DynamicSampleModel = create_dynamic_model_from_function(calculate_a_to_the_power_b)

function_tools = [LlamaCppFunctionTool(DynamicSampleModel)]

function_tool_registry = LlamaCppAgent.get_function_tool_registry(function_tools)

main_model = Llama(
    "../../gguf-models/openhermes-2.5-mistral-7b-16k.Q8_0.gguf",
    n_gpu_layers=49,
    offload_kqv=True,
    f16_kv=True,
    use_mlock=False,
    embedding=False,
    n_threads=8,
    n_batch=1024,
    n_ctx=8192,
    last_n_tokens_size=1024,
    verbose=True,
    seed=42,
)

llama_cpp_agent = LlamaCppAgent(main_model, debug_output=True,
                                system_prompt="You are an advanced AI, tasked to assist the user by calling functions in JSON format. The following are the available functions and their parameters and types:\n\n" + function_tool_registry.get_documentation(),
                                predefined_messages_formatter_type=MessagesFormatterType.CHATML)
user_input = "Calculate 5 to power 42"

print(llama_cpp_agent.get_chat_response(user_input, temperature=0.45, function_tool_registry=function_tool_registry))

Example output

{ "function": "calculate-a-to-the-power-b","function_parameters": { "a": 5 ,  "b": 42  }}
Result: 2.2737367544323207e+29

Additional Information

Predefined Messages Formatter

The llama-cpp-agent framework uses custom messages formatters to format messages for the LLM model. The MessagesFormatterType enum defines the available predefined formatters. The following predefined formatters are available:

  • MessagesFormatterType.CHATML: Formats messages using the CHATML format.
  • MessagesFormatterType.MIXTRAL: Formats messages using the MIXTRAL format.
  • MessagesFormatterType.VICUNA: Formats messages using the VICUNA format.
  • MessagesFormatterType.LLAMA_2: Formats messages using the LLAMA 2 format.
  • MessagesFormatterType.SYNTHIA: Formats messages using the SYNTHIA format.
  • MessagesFormatterType.NEURAL_CHAT: Formats messages using the NEURAL CHAT format.
  • MessagesFormatterType.SOLAR: Formats messages using the SOLAR format.
  • MessagesFormatterType.OPEN_CHAT: Formats messages using the OPEN CHAT format.

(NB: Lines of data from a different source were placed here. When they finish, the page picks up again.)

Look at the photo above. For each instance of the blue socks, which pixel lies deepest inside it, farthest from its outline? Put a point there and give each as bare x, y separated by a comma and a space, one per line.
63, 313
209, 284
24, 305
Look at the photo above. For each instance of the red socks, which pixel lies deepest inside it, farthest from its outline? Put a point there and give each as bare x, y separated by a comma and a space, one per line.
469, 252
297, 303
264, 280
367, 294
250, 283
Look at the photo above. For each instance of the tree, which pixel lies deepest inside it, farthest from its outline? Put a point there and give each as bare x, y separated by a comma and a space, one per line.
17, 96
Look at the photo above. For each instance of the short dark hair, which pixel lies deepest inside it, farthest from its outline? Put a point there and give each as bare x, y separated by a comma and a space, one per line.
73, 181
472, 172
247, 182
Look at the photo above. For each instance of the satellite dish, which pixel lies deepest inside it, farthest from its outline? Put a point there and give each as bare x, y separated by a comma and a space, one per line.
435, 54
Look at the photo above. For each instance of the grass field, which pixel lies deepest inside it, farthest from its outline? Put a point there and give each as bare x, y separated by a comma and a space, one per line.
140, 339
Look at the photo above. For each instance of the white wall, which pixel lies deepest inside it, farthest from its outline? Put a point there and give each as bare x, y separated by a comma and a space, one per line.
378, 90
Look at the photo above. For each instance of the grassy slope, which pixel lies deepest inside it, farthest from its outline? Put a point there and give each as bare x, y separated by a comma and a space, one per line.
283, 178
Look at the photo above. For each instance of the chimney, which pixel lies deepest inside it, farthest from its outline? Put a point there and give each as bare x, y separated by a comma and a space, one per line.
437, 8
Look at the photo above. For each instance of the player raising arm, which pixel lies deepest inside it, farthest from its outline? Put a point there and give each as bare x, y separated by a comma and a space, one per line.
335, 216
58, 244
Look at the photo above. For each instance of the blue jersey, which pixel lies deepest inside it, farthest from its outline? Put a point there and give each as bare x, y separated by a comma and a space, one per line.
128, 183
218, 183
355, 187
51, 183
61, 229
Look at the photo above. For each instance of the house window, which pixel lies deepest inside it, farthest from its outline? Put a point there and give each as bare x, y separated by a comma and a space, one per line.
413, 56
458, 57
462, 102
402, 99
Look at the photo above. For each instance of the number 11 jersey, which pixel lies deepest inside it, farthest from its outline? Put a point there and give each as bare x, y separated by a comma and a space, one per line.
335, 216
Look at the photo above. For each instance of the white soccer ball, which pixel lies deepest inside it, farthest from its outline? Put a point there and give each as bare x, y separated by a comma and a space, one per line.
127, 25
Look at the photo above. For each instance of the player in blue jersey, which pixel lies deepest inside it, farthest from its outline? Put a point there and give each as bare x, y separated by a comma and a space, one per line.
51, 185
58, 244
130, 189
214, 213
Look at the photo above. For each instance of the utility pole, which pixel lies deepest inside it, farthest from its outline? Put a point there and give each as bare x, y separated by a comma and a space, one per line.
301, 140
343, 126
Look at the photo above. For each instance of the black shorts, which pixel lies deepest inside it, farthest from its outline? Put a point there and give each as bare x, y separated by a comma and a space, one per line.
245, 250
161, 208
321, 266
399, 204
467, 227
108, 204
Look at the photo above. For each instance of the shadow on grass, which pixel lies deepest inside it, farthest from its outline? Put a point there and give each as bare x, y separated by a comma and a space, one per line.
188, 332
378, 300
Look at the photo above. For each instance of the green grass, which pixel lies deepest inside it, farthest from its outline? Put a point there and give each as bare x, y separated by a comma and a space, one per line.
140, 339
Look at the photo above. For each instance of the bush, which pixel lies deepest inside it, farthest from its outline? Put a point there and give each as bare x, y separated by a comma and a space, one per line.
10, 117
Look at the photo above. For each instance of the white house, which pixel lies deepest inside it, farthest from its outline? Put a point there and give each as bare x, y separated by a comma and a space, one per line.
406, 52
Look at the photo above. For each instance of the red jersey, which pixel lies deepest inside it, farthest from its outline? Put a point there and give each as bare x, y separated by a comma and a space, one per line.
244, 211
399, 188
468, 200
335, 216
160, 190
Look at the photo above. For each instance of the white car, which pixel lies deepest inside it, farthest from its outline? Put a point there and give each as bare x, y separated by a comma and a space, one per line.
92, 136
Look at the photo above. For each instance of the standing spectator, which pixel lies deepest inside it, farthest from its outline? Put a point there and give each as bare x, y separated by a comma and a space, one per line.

You can also define your own custom messages formatter by creating an instance of the MessagesFormatter class. The MessagesFormatter class takes the following parameters:

  • PRE_PROMPT: The pre-prompt to use for the messages.
  • SYS_PROMPT_START: The system prompt start to use for the messages.
  • SYS_PROMPT_END: The system prompt end to use for the messages.
  • USER_PROMPT_START: The user prompt start to use for the messages.
  • USER_PROMPT_END: The user prompt end to use for the messages.
  • ASSISTANT_PROMPT_START: The assistant prompt start to use for the messages.
  • ASSISTANT_PROMPT_END: The assistant prompt end to use for the messages.
  • INCLUDE_SYS_PROMPT_IN_FIRST_USER_MESSAGE: Whether to include the system prompt in the first user message.
  • DEFAULT_STOP_SEQUENCES: The default stop sequences to use for the messages.